The editions of Stephens, Beza and the Elzevirs all present substantially the same text, and the variations are not of great significance and rarely affect the sense. The present edition of the Textus Receptus underlying the English Authorized Version follows the text of Beza's 1598 edition as the primary authority, and corresponds with [Scrivener's of 1894 and 1902].​
It is the early TR editions (and the Masoretic Hebrew) the Westminster Confession refers to, which Jerrold quoted at 1:8, when it says:

The Old Testament in Hebrew (which was the native language of the people of God of old), and the New Testament in Greek (which, at the time of the writing of it, was most generally known to the nations), being immediately inspired by God, and, by His singular care and providence, kept pure in all ages, are therefore authentical...​
True, this is no longer commonly held to in most Presbyterian and Reformed churches, as B.B. Warfield sort of redefined the meaning of the WCF at this point, though the history of this has been documented.

[I took some of the beginning of this post from the thread, http://www.puritanboard.com/f63/tr-editions-19120/.]

Please, regards to Becky -- an old friend from Image!

Steve


----------



## Leslie (May 25, 2008)

Please show me where my logic is wrong. If translations and paraphrases are not inspired/infallible, then it follows that paraphrases of translations are also not inspired/infallible. The psalms that are sung in English are paraphrases (to correlate with the musical beat) of English translations. Therefore they are not inspired/infallible. So people who insist on singing only "inspired" songs, either EP or scripture-only, seem to be making a false distinction. Neither what they sing nor "Great Is Thy Faithfulness" is inspired/infallible--or am I missing something?


----------



## Hippo (May 25, 2008)

Leslie said:


> Please show me where my logic is wrong. If translations and paraphrases are not inspired/infallible, then it follows that paraphrases of translations are also not inspired/infallible. The psalms that are sung in English are paraphrases (to correlate with the musical beat) of English translations. Therefore they are not inspired/infallible. So people who insist on singing only "inspired" songs, either EP or scripture-only, seem to be making a false distinction. Neither what they sing nor "Great Is Thy Faithfulness" is inspired/infallible--or am I missing something?



That is why we interpret scripture as a whole, with single passages interpreted in the light of the the full message of scripture. 

The early church fathers thought that the multiple and widespread writings (Gospels and epistles) were evidence of the truth of the received Bible against private traditions and readings. 

This is why we have an open discussion of translations and the authority of the Church to ensure that translations are true to the originals.

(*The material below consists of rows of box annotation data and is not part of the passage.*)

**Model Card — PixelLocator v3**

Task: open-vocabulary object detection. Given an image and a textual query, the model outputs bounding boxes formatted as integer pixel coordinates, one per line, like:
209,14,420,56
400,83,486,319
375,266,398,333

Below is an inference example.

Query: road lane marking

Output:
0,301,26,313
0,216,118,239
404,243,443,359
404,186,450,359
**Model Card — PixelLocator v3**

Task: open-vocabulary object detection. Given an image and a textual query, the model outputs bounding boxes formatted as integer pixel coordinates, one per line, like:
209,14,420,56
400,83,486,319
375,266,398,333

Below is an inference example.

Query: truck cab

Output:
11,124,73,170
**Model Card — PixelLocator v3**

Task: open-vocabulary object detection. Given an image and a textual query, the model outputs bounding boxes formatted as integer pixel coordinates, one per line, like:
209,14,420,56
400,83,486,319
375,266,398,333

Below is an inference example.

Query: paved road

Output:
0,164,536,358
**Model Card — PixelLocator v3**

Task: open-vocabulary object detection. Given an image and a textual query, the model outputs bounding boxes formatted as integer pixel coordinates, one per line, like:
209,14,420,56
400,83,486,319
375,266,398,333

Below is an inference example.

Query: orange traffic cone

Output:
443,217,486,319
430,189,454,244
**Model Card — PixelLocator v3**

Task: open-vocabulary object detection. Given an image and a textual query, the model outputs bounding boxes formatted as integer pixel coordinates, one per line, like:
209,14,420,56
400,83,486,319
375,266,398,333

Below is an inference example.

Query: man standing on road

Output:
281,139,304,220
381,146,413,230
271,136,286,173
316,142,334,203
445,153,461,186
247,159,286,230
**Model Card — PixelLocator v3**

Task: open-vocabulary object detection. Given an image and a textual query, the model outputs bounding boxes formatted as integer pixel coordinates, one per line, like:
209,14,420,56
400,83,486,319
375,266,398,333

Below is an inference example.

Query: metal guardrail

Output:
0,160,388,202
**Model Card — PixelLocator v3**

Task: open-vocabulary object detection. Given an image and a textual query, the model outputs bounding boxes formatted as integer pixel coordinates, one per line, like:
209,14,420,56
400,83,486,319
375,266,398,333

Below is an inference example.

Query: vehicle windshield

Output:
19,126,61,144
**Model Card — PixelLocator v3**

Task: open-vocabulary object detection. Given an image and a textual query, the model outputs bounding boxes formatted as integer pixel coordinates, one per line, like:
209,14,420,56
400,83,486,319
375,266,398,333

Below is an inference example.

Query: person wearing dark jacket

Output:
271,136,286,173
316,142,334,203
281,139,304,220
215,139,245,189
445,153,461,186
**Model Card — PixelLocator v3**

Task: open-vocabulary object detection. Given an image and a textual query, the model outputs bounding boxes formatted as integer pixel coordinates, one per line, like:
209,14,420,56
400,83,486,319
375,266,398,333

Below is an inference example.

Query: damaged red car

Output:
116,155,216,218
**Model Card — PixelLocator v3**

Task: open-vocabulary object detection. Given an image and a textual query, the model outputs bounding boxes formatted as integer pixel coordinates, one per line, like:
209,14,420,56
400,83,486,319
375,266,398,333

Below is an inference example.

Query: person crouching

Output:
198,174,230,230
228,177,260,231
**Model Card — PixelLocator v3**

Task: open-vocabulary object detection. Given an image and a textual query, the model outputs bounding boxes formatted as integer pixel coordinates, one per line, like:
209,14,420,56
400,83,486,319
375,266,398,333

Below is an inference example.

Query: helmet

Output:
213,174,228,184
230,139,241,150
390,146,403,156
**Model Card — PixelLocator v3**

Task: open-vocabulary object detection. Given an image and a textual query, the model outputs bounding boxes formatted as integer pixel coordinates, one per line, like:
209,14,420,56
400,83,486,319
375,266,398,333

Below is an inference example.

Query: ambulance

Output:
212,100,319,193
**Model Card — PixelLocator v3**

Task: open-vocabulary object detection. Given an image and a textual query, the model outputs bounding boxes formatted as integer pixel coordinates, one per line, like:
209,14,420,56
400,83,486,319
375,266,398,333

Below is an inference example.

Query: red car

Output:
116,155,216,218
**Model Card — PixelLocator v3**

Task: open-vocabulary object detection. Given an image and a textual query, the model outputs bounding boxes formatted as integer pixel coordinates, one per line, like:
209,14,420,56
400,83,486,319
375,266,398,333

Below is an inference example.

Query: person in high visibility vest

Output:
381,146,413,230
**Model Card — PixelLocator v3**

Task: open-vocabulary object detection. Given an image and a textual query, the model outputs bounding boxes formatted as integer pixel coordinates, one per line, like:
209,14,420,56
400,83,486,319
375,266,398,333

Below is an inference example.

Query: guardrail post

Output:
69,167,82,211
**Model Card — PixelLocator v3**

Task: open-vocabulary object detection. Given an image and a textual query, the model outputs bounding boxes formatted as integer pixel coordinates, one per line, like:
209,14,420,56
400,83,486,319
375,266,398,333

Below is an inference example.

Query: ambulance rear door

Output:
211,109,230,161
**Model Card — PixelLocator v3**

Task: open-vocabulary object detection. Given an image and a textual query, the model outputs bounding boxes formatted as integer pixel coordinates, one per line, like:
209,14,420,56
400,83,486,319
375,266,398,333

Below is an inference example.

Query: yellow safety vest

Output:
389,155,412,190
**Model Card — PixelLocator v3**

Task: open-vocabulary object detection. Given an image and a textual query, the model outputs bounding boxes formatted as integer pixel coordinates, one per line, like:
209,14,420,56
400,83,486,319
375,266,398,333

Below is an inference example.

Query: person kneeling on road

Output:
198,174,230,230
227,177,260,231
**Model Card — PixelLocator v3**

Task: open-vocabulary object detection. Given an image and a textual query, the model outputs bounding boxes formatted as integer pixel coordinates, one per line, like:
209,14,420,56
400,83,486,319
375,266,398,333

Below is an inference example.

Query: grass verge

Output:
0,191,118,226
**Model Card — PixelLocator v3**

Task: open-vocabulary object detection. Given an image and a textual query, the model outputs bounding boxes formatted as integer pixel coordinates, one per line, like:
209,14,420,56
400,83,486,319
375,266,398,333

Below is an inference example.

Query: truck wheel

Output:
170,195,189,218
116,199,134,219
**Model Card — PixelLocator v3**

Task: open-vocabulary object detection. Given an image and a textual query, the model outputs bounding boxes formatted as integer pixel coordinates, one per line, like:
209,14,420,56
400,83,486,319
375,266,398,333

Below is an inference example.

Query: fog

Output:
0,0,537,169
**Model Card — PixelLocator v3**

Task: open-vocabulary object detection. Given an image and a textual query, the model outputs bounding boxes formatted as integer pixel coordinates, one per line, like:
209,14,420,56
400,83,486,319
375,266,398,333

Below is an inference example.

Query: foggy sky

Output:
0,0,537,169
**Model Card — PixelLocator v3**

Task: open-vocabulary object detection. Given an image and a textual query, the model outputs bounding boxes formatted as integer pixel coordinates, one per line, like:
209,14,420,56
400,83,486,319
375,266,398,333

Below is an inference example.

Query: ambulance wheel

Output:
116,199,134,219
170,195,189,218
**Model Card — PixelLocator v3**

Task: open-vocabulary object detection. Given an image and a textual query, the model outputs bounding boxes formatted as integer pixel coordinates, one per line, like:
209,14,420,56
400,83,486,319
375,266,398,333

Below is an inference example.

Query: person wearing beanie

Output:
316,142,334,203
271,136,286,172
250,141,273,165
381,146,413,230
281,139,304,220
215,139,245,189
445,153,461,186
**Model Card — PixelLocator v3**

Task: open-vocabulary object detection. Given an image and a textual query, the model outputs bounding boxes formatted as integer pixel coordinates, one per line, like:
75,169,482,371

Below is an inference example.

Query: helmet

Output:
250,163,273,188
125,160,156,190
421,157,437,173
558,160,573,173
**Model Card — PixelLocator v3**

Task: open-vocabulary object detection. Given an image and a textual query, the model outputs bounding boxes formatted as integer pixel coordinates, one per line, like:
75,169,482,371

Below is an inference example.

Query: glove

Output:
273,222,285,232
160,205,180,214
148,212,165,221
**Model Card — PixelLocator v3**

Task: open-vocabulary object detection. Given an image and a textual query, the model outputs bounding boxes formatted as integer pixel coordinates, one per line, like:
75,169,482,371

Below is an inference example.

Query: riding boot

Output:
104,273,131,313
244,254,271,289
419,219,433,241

If you think that a transalation renders a passage so different that its message is not inspired then by all means make that point, but a theoretical problem that does not exist and against which the Church is to guard does not make a denial of infallibility logical or reasonable.


----------



## MW (May 25, 2008)

Leslie said:


> Please show me where my logic is wrong. If translations and paraphrases are not inspired/infallible, then it follows that paraphrases of translations are also not inspired/infallible. The psalms that are sung in English are paraphrases (to correlate with the musical beat) of English translations. Therefore they are not inspired/infallible. So people who insist on singing only "inspired" songs, either EP or scripture-only, seem to be making a false distinction. Neither what they sing nor "Great Is Thy Faithfulness" is inspired/infallible--or am I missing something?

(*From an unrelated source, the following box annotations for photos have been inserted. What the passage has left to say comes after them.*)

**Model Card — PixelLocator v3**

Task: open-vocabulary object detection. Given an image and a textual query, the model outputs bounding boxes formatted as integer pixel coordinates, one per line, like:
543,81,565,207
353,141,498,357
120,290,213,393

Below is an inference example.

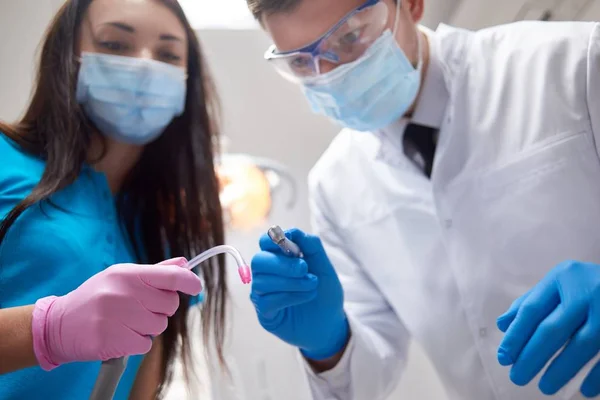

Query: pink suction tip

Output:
238,265,252,285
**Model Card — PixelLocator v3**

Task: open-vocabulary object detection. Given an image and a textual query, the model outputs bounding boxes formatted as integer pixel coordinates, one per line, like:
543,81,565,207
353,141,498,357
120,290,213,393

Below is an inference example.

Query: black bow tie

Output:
404,124,438,178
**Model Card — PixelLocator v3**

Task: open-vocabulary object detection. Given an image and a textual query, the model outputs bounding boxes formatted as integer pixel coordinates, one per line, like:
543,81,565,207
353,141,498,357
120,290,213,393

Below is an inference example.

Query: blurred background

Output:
0,0,600,400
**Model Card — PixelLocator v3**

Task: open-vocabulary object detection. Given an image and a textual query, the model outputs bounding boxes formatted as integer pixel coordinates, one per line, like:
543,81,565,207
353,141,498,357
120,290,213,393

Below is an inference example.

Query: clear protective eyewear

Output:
265,0,389,82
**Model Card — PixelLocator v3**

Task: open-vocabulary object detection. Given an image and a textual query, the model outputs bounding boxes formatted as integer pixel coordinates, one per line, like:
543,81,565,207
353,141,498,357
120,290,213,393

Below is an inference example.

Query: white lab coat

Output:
306,22,600,400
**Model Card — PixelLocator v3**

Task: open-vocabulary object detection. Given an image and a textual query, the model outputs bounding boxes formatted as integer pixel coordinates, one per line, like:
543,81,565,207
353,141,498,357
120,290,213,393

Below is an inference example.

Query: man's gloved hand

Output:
498,261,600,397
250,230,349,360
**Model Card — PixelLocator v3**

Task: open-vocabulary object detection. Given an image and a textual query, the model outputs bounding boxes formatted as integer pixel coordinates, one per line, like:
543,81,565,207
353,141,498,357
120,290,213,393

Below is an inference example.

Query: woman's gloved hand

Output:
32,258,202,370
498,261,600,397
250,230,349,360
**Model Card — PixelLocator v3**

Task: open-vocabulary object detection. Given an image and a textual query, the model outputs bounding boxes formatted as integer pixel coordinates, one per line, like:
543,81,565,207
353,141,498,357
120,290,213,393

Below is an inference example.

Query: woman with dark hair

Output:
0,0,226,400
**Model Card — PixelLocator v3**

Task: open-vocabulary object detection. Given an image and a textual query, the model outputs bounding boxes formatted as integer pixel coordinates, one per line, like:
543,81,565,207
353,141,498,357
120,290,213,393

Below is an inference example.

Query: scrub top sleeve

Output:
305,177,410,400
587,23,600,154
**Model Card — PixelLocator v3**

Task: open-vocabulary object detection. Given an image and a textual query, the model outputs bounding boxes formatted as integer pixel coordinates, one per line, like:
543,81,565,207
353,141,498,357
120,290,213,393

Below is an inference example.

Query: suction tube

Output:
90,245,252,400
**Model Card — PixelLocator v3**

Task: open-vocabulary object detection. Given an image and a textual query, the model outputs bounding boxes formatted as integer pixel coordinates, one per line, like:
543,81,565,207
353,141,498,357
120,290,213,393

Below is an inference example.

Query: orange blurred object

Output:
217,161,272,230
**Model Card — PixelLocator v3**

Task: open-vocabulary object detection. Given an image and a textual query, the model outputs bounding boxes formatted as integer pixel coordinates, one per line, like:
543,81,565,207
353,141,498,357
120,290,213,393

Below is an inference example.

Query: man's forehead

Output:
262,0,365,51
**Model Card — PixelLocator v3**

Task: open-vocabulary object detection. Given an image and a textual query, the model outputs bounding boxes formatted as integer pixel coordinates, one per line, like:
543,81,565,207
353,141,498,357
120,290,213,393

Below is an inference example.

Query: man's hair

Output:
246,0,302,21
246,0,398,21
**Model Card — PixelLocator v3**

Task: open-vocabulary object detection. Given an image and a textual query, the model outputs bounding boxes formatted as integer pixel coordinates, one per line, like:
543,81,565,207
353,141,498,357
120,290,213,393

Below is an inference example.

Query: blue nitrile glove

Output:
250,229,349,360
498,261,600,397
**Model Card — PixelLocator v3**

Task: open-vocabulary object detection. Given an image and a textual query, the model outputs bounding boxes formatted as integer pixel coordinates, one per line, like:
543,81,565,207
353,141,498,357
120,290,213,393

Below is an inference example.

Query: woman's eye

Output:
160,52,181,63
100,42,128,52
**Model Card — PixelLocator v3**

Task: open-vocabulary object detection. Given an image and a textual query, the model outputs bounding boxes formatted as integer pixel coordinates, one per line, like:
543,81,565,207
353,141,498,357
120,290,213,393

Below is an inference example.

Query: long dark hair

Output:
0,0,227,397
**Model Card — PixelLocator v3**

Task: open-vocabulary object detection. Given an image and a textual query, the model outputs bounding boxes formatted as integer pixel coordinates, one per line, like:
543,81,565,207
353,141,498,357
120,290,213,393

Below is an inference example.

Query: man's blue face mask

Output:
77,53,187,145
301,2,422,131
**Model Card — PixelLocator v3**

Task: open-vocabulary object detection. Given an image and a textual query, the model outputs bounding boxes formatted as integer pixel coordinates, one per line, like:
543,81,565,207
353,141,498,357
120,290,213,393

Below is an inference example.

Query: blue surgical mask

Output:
77,53,187,145
303,15,422,131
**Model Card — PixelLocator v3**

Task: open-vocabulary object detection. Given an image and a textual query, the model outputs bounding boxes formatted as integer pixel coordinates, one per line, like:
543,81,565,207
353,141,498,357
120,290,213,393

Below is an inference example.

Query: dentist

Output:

You seem to be leaving out of view the fact that the original autographs are described as being *immediately* inspired by God. When the sense of the original is accurately translated into another language it retains its quality as the inspired Word of God, or what may be called *mediate* inspiration. Hence, in Heb. 3:7ff, we read that the Holy Ghost says the words of Ps 95 in Greek (or English in our version), which was originally written in Hebrew. The fact has not been altered that this is the inspired word of God even though it has been translated into another language.


----------



## bookslover (May 25, 2008)

JOwen said:


> This is the doctrine of providential preservation, and contends that the copies in posession today (in the Received Text family) are kept pure in all ages. We would not say this per se is the case with translations nessisarily, but would hold that the Recieved Text is both inspired and infallible.

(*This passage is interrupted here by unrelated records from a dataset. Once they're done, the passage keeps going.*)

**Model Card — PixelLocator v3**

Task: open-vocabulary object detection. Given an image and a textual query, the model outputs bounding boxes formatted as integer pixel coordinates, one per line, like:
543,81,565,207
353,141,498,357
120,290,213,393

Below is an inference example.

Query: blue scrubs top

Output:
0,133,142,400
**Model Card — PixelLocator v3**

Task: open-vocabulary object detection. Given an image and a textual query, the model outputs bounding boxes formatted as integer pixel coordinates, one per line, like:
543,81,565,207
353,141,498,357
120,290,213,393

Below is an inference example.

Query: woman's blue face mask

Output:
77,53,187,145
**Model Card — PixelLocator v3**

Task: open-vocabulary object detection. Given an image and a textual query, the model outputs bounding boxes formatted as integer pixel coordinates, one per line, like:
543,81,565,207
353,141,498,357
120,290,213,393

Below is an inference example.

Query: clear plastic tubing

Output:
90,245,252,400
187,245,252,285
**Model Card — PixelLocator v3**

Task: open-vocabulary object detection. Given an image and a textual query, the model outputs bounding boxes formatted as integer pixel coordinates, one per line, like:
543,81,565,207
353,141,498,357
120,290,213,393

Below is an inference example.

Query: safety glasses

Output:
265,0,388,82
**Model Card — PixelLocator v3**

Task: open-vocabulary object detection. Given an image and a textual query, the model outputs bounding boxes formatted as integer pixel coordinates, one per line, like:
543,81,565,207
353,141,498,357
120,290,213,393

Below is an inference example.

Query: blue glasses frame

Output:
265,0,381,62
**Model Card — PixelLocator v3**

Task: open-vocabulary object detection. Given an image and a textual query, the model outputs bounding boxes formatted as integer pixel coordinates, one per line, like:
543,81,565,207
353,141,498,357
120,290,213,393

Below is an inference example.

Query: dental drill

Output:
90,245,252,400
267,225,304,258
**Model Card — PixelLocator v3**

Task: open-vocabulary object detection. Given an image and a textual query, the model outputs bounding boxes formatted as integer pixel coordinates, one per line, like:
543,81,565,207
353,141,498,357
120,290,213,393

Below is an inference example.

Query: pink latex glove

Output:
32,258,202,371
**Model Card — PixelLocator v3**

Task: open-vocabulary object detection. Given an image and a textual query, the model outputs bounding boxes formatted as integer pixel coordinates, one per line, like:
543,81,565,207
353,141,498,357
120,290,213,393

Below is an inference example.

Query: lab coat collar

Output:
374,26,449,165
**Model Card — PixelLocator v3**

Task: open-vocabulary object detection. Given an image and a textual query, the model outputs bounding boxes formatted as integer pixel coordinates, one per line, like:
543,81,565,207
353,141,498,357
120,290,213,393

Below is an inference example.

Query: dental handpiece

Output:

Here's an interesting quote from Francis R. Beattie in this regard:

_Infallible truth as to contents, divine accuracy as to form, and supreme authority as to their claim are the qualities of the sacred Scriptures as of no other writings. It is proper to add that *these qualities belong, in an absolute sense, to the original writings* of the inspired authors. Subsequent copies have been kept pure and authentic by divine providence in a most remarkable way. It is in this field that the work of the textual critic renders such a useful service, *but the question of the correct text should never be confounded with that of the inspiration of the text*, no matter how closely they may be related._

From: _The Presbyterian Standards: An Exposition of the Westminster Confession of Faith and Catechisms_ by the Rev. Francis R. Beattie; reprint (Greenville: Southern Presbyterian Press, 1997 [1896]), p. 47.

On the doctrine of providential preservation: is this an assumption, or can it be objectively proved?


----------



## Leslie (May 27, 2008)

It appears that the consensus is that the original manuscripts are inspired and infallible but that translations and paraphrases are "sort of". They are not inspired but they are infallible to the extent that they correspond to the original. Is that correct? Therefore, if some secular writings were discovered that clarified some of the obscure words in Job, we could, supposedly, realize that our translations of a passage was off-base and correct it. That seems reasonable to me.


----------